To efficiently calculate the top 20% threshold in a list of n ANN output values, we can insert all values into a k-sized minheap where k = 0.20 \* n, and take the root of the heap as the threshold. Each minheap insertion costs  $O(\log k)$  time. Because device shared memory (16 KB) is not large enough for our value of k, we instead use p passes of  $\frac{k}{p}$ -sized heaps with which we find the top 5% threshold, then the top 10%, etc. The overall complexity of our algorithm is  $O(np\log\frac{k}{p})$ . Parallelization is across individuals.

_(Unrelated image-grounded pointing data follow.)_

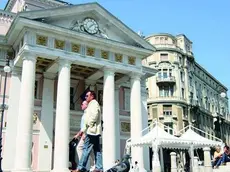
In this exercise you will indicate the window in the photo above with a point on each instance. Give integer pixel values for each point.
(165, 73)
(185, 112)
(170, 72)
(164, 57)
(166, 91)
(190, 81)
(36, 90)
(159, 73)
(72, 98)
(167, 110)
(182, 76)
(182, 93)
(168, 127)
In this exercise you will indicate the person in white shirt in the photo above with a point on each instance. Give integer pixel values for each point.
(91, 133)
(80, 145)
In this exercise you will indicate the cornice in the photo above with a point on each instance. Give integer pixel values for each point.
(6, 17)
(54, 3)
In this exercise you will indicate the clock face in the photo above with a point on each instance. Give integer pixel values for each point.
(90, 26)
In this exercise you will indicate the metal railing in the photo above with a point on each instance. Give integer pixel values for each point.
(167, 79)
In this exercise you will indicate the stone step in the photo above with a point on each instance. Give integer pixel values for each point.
(223, 168)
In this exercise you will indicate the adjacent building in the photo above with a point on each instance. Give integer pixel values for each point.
(183, 92)
(57, 50)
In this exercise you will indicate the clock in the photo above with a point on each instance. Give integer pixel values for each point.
(90, 26)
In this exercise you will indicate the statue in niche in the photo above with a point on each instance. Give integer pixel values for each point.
(100, 97)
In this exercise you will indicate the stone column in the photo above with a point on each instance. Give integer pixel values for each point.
(91, 84)
(144, 162)
(110, 132)
(117, 121)
(196, 165)
(173, 162)
(136, 117)
(25, 115)
(46, 127)
(156, 166)
(186, 81)
(61, 149)
(12, 120)
(207, 160)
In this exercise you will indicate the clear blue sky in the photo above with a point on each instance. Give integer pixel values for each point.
(204, 22)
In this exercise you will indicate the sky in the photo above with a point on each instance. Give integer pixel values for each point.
(204, 22)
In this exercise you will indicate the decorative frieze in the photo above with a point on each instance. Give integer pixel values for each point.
(118, 57)
(125, 127)
(132, 60)
(76, 48)
(104, 54)
(41, 40)
(35, 118)
(58, 44)
(90, 51)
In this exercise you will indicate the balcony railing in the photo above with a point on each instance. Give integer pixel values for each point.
(166, 99)
(170, 79)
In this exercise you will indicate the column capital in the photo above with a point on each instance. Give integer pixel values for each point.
(16, 70)
(136, 76)
(64, 63)
(173, 154)
(48, 75)
(108, 71)
(30, 57)
(117, 87)
(206, 149)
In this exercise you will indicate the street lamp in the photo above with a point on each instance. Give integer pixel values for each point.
(223, 94)
(7, 69)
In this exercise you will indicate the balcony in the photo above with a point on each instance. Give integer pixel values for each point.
(169, 80)
(166, 100)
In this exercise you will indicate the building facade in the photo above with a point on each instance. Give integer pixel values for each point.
(183, 92)
(56, 51)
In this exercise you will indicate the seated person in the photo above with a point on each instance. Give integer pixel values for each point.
(225, 157)
(217, 155)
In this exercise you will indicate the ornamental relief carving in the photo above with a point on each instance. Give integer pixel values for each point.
(104, 54)
(83, 26)
(132, 60)
(41, 40)
(90, 51)
(59, 44)
(125, 127)
(76, 48)
(118, 57)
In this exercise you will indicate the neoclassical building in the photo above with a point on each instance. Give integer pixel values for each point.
(56, 51)
(183, 92)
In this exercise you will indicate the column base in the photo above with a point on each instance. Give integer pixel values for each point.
(173, 169)
(156, 169)
(22, 170)
(60, 170)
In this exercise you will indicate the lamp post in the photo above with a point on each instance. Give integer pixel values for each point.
(7, 69)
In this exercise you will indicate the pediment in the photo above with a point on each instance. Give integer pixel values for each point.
(75, 18)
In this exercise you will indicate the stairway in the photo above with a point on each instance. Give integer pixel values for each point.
(223, 168)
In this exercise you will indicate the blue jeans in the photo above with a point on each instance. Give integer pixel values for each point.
(91, 142)
(225, 158)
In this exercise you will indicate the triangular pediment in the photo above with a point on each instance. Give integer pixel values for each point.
(92, 19)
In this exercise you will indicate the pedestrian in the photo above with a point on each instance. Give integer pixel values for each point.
(80, 145)
(91, 134)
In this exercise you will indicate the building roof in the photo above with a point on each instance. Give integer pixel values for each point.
(9, 3)
(207, 73)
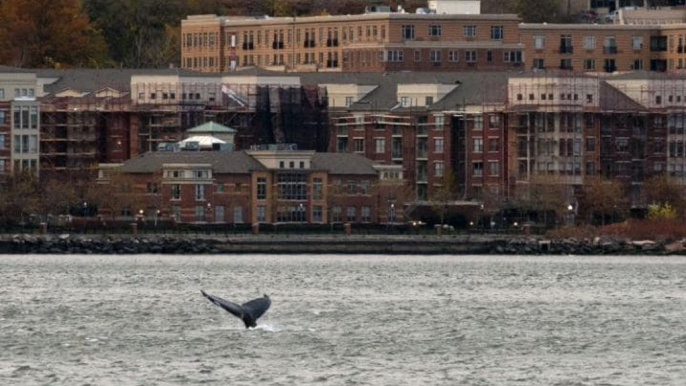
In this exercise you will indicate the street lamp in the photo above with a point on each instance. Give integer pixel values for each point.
(207, 216)
(85, 208)
(570, 214)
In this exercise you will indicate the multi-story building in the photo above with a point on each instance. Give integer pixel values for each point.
(399, 41)
(371, 42)
(19, 122)
(268, 184)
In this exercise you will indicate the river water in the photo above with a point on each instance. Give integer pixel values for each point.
(343, 320)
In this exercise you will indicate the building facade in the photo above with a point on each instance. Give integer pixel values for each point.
(374, 41)
(19, 122)
(269, 184)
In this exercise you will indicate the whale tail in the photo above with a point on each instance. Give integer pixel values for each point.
(248, 312)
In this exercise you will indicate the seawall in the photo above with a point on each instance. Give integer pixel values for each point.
(328, 244)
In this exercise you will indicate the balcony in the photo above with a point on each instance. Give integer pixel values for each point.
(609, 49)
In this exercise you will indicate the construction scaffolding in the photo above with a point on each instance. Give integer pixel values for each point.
(80, 131)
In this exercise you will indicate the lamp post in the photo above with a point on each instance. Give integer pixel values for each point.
(85, 208)
(570, 214)
(207, 216)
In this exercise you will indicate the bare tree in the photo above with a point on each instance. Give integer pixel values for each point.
(20, 197)
(603, 197)
(443, 195)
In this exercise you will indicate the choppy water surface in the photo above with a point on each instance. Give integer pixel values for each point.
(343, 320)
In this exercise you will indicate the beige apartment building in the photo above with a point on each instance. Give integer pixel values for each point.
(381, 40)
(371, 42)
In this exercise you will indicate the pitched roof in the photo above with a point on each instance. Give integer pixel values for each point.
(343, 163)
(211, 127)
(222, 162)
(239, 162)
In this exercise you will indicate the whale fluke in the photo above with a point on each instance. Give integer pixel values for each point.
(248, 312)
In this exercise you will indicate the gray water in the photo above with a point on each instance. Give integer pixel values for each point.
(343, 320)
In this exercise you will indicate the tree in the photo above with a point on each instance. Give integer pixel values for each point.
(49, 33)
(543, 195)
(537, 11)
(603, 197)
(57, 196)
(662, 190)
(443, 195)
(19, 197)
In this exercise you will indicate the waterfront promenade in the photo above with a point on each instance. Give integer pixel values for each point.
(453, 244)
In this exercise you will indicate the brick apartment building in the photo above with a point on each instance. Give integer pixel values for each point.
(269, 184)
(399, 41)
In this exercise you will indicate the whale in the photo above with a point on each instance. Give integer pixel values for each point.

## 3.4 Counting of Positives Above Threshold

By keeping positive instances first in our training set, we avoid the need to consult the class of each instance (saving a costly global memory read). We simply iterate over the first numPositives ANN outputs and count the outputs over the individual's 20% threshold. Parallelization is across both individuals and groups of outputs. For each individual, we keep m counters which accumulate counts for indexes i where  $i \equiv 0 \mod m$ ,  $i \equiv 1 \mod m$ , ...,  $i \equiv m-1 \mod m$ . This enables parallelization even when there are not enough individuals in the population to fully occupy the device. Each batch of m kernels accesses m sequential locations in memory, which results in coalesced reads.

## 4 Results

#### 4.1 Experimental Setup

To evaluate the performance of our system, we compared execution time of equivalent algorithms running on commodity desktop CPUs and GPUs. Each series represents one type of experimental hardware (Table 1). Each data point is an average over 10 runs of the algorithm with the same parameters.

| Legend Label | Hardware               |
|--------------|------------------------|
| Core2        | Intel Core 2 Q9450 CPU |
| i7           | Intel i7 920 CPU       |
| GTX260       | NVidia GTX260 GPU      |
| GTX275       | NVidia GTX275 GPU      |
|              |                        |

Table 1: Experimental hardware

### 4.2 Performance Results

In most cases, the GPU implementation resulted in approximately an order of magnitude speedup over a CPU implementation (Figure 1). For low population sizes, GPU initialization and data copying dominates.



Figure 1: Training performance as a function of population size (left) and training set size (right). Note logarithmic axes.

## 5 Conclusion

We have presented an implementation of GA training of ANN classifiers for the CUDA platform for GPU programming. By carefully designing memory organization, algorithm computational load and memory access patterns, we have obtained a 10-fold speedup compared to a conventional sequential CPU implementation. Additional workaround were necessary for the low amount of fast on-chip GPU memory. Our method scales across population and training set sizes.

## References

[1] T. Halfhill. Parallel processing with cuda: Nvidia's high performance computing platform uses massive multithreading. *Microprocessor Report*, 2008.